I do think there is useful information there. Just taking some intermediate day on its own it is useful to know that the ordering was such-and-such ever whether it ended up in a similar state on the final day or not. It is sort of like synthetic data – it may not have ended up that way but it plausibly could have so it would help us explore market regimes that may not have even happened yet. But even if they thought it was a great idea, giving us the path the targets took to the final day would probably be too close to being a data leak for them to provide that. I just doubt anybody could convince them to make it a big priority unless Richard reads this thread and thinks it is the best dang thing he never thought of.

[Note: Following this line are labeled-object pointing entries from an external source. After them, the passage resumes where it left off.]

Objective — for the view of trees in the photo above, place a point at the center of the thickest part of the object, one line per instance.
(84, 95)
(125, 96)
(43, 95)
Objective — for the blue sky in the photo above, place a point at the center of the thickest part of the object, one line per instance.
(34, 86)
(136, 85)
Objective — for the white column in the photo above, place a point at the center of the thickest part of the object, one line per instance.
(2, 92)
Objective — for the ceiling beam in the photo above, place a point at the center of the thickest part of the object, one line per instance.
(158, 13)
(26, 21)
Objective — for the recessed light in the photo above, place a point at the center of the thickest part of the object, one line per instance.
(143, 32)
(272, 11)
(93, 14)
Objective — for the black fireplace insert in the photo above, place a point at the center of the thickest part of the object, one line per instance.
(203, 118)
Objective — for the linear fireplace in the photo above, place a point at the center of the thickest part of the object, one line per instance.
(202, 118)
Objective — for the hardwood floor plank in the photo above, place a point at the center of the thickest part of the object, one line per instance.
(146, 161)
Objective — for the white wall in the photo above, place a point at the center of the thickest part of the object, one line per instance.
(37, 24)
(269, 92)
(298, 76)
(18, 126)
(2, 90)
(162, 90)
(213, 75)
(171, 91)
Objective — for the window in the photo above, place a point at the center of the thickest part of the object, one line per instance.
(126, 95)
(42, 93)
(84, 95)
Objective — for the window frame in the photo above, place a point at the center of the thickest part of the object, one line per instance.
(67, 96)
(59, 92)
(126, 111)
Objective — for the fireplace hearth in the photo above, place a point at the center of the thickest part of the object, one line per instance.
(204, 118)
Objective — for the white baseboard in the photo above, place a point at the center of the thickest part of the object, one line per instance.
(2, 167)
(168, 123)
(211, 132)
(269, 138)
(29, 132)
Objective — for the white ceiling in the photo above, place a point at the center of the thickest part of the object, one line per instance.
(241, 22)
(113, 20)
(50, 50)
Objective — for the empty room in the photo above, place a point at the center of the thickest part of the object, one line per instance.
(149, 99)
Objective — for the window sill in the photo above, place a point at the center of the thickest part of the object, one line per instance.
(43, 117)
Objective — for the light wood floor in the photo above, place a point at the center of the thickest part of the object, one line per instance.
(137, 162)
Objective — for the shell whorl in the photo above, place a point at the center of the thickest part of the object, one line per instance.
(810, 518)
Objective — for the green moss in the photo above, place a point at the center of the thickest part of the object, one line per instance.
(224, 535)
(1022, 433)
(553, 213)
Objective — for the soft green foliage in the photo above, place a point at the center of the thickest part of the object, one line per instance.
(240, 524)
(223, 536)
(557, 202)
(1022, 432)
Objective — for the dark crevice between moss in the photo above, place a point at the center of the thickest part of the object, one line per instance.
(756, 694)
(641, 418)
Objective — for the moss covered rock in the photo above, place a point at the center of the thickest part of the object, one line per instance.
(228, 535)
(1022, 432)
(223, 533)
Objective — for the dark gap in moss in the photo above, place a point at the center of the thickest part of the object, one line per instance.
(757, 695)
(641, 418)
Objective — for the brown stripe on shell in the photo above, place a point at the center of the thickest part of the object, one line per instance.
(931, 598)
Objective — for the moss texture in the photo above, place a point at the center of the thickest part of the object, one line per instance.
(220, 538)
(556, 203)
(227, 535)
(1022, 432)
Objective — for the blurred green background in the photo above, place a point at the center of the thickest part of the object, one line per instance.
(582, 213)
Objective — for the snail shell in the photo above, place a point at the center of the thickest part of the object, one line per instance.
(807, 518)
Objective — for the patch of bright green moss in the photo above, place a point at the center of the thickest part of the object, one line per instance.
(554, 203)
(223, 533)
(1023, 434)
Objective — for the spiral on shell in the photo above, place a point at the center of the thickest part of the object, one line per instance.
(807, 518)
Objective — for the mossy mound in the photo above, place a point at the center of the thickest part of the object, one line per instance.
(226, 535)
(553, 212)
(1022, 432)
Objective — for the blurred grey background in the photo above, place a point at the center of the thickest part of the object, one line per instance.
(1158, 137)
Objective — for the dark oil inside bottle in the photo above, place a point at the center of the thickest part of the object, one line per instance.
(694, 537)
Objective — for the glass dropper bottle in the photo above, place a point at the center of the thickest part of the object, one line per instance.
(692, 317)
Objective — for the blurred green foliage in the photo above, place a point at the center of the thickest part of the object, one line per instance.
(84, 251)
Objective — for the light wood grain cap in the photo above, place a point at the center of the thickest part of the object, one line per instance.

The issue is that selecting out a tiny portion of a very large phase space could lead to bad predictions if and when the market changes or fluctuates. If we had access to all of the phase space then I would agree with you.

I think you’re wrong. We will not need more data if intermediate days where included. Existing one will just contain one column for the main target and maybe tree other columns on intermediate targets. I also think a model trained to consider patterns in these different targets will be much more robust.

Also, given that targets are normalized in only 5 bins that we know nothing about, I don’t think there is a great risk of leakage from traded instruments.

I am not saying that this data is not possible to use, just difficult because we don’t have as many examples as we might need. Think about a way to use that data. For example I will give two ways to use that data:

Method 1:

  1. Train models to predict those columns.
  2. Use those predictions as features with another model that then just predicts the target
  3. On live data first run the first predictor to produce the new features, then use the final model to predict the resolved target.

Method 2:

  1. Train a neural net to predict the intermediate outputs and the final outputs
  2. On live data only use the prediction for the resolved target.

Now what happens if, using either method, the intermediate days predictions are wrong? Then isn’t it the case that the resolved column has a higher probability to be wrong?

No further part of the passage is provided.